If you run spark_rapids qualification -- --help there will be in the last line

    Additional flags are accepted.
        A list of valid Qualification tool options.
        Note that the wrapper ignores ["output-directory", "platform"] flags, and it does not support
        multiple "spark-property" arguments. For more details on Qualification tool options, please visit
        https://docs.nvidia.com/spark-rapids/user-guide/latest/qualification/jar-usage.html#running-the-qualification-tool-standalone-on-spark-event-logs

For Example, in the python CLI, you can use --filter_criteria to be forwarded to the Jar cmd (note that the hyphen is becoming underscore)...

spark_rapids qualification   \
             --cluster $CPU_CLUSTER_PROPS   \
             --output_folder $LOCAL_OUTPUT_DIR   \
             --eventlogs $LOCAL_CPU_EVENT_LOGS   \
             --tools_jar $LOCAL_JAR   \
             --estimation_model XGBOOST   \
             --verbose \
             --filter_criteria 1-newest-filesystem

Then in the stdout, you can find that the python is passing --filter-criteria to the JAR cmd.

What is filter_apps?

This argument filters the results displayed in the STDOUT of the Python CLI.

filter_apps was a feature requested by the product owners to filter the results summary of the python STDOUT. For example, by default the STDOUT shows the applications from the TCL. Users interested in Cost-savings can override the behavior to show all the applications that can achieve a GPU cost savings. Users also can override that behavior to list all the applications (even with negative cost-savings/ or no speedups).

In summary, I doubt users are interested in this argument because everyone is consuming the CSV files. Mainly, it is used internally by our devs for Demo purposes.

Finally, the "SPEEDUPS" value will be dropped in the future because we are moving away from the legacy speedup.

   -f, --filter_apps=FILTER_APPS
        Type: Optional[str]
        Default: None
        filtering criteria of the applications listed in the final STDOUT table is one of the following (ALL, SPEEDUPS, SAVINGS, TOP_CANDIDATES). Requires "Cluster".

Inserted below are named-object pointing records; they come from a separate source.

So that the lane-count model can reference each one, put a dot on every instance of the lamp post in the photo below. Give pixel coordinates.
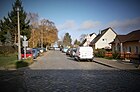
(19, 48)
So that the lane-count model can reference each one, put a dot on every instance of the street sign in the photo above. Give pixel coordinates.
(25, 43)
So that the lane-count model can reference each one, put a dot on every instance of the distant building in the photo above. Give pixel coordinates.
(103, 39)
(129, 43)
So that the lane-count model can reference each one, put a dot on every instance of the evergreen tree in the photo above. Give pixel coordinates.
(4, 28)
(10, 23)
(24, 24)
(8, 39)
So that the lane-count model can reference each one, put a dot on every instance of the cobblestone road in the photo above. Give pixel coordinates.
(55, 72)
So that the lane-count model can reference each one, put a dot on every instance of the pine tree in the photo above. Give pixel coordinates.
(10, 23)
(24, 24)
(4, 27)
(67, 40)
(8, 39)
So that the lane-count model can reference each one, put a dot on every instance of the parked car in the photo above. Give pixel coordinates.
(35, 53)
(64, 50)
(28, 54)
(72, 52)
(84, 53)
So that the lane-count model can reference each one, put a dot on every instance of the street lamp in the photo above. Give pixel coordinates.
(19, 48)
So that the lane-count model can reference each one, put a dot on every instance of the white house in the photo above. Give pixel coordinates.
(103, 39)
(88, 39)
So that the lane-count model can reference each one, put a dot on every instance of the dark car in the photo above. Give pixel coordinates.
(35, 53)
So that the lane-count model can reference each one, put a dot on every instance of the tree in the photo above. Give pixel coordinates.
(44, 35)
(67, 40)
(34, 19)
(82, 37)
(24, 23)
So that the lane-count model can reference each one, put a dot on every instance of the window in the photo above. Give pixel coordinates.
(104, 40)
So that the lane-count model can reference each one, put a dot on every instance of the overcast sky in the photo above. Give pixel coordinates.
(83, 16)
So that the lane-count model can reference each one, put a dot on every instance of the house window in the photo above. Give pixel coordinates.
(104, 40)
(136, 49)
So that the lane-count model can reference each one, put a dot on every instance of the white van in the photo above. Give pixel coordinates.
(84, 53)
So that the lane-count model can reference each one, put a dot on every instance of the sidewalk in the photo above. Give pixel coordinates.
(116, 64)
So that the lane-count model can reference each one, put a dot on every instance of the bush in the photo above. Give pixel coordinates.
(6, 50)
(116, 55)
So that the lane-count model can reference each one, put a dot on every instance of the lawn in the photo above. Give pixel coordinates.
(11, 61)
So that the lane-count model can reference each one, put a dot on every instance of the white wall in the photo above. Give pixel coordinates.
(90, 38)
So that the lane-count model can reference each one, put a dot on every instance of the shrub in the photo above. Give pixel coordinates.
(100, 53)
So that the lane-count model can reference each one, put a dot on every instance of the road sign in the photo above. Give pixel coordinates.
(25, 43)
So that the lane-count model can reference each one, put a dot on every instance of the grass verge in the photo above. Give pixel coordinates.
(10, 61)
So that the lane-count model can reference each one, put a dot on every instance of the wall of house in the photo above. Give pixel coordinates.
(132, 47)
(104, 41)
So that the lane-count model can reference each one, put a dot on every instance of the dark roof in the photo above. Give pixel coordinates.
(132, 36)
(100, 35)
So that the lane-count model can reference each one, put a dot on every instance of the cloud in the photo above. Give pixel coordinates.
(69, 24)
(89, 24)
(126, 25)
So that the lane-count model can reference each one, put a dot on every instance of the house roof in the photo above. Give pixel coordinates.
(100, 35)
(132, 36)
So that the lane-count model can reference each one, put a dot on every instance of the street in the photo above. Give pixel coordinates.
(56, 72)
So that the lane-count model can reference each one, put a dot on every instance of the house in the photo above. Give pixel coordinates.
(88, 39)
(103, 39)
(128, 44)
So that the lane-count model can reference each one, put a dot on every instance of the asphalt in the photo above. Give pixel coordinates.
(119, 64)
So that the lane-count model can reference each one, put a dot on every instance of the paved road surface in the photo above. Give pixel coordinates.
(55, 72)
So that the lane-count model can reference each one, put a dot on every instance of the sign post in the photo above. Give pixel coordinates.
(25, 44)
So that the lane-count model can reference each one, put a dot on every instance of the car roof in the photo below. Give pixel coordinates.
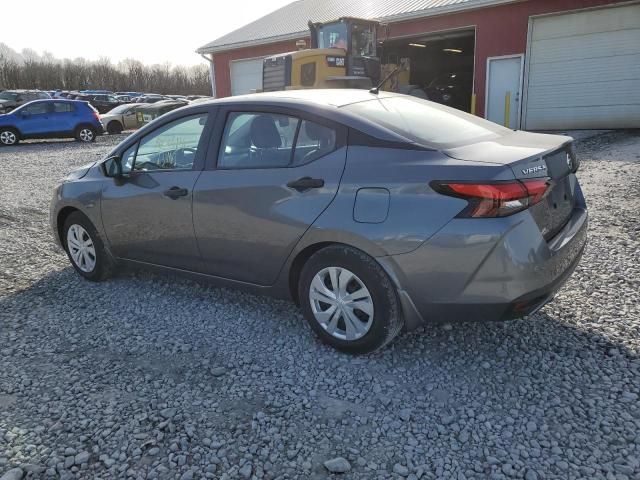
(324, 103)
(333, 97)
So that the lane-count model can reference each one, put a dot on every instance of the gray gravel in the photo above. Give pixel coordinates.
(150, 376)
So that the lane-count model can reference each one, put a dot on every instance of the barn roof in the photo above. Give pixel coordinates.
(290, 21)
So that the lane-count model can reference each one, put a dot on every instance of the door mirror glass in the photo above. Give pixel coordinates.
(120, 166)
(112, 167)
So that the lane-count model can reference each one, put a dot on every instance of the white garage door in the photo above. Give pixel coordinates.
(246, 75)
(584, 70)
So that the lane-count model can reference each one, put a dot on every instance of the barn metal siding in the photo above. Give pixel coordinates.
(500, 30)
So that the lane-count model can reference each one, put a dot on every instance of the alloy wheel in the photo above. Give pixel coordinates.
(341, 303)
(86, 135)
(81, 248)
(8, 137)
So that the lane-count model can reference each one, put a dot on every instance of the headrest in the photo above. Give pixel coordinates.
(264, 133)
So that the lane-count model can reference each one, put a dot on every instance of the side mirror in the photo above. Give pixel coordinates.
(112, 167)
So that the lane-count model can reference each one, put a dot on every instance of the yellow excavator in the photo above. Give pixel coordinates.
(343, 54)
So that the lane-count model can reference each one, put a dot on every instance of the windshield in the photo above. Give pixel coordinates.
(333, 36)
(425, 122)
(119, 109)
(8, 96)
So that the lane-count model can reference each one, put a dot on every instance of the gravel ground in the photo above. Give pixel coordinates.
(149, 376)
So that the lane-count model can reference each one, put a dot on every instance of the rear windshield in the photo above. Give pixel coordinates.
(427, 123)
(120, 109)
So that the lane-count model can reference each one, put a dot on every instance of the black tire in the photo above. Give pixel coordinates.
(9, 136)
(387, 318)
(86, 134)
(114, 127)
(104, 264)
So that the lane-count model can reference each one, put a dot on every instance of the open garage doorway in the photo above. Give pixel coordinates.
(441, 66)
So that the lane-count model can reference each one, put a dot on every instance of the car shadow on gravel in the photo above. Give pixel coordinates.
(492, 348)
(142, 342)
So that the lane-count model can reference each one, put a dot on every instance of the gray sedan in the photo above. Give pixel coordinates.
(374, 212)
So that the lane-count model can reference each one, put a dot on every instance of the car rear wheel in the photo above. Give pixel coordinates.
(348, 300)
(85, 248)
(8, 136)
(114, 127)
(86, 134)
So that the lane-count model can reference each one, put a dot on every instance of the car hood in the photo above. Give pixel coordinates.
(79, 172)
(509, 148)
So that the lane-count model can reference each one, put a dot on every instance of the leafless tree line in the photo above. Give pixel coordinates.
(45, 72)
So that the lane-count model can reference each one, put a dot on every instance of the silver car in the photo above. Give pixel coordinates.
(374, 212)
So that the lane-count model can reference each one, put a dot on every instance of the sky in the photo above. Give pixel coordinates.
(148, 30)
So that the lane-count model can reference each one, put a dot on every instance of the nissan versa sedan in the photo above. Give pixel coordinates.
(374, 212)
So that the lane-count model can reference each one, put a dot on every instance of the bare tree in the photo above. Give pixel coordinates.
(28, 69)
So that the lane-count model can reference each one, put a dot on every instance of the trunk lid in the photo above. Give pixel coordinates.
(534, 155)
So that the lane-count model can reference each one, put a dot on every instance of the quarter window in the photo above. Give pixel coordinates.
(314, 141)
(171, 147)
(269, 140)
(59, 107)
(37, 108)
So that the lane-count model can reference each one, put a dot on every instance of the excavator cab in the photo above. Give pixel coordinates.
(342, 55)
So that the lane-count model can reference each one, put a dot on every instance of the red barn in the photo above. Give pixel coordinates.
(566, 64)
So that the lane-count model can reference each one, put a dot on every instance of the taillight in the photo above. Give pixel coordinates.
(495, 199)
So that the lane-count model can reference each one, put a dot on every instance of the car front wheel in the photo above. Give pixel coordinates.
(85, 248)
(348, 300)
(86, 134)
(114, 127)
(8, 137)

        Note that this filter does not affect the CSV report. "ALL" means no filter applied. "SPEEDUPS" lists all the apps that are either 'Recommended', or 'Strongly Recommended' based on speedups. "SAVINGS" lists all the apps that have positive estimated GPU savings except for the apps that are "Not Applicable". "TOP_CANDIDATES" lists all apps that have unsupported operators stage duration less than 25% of app duration and speedups greater than 1.3x.
amahussein commented 1 month ago

I agree with you that the two names are confusing. We can consider one of them to avoid confusion.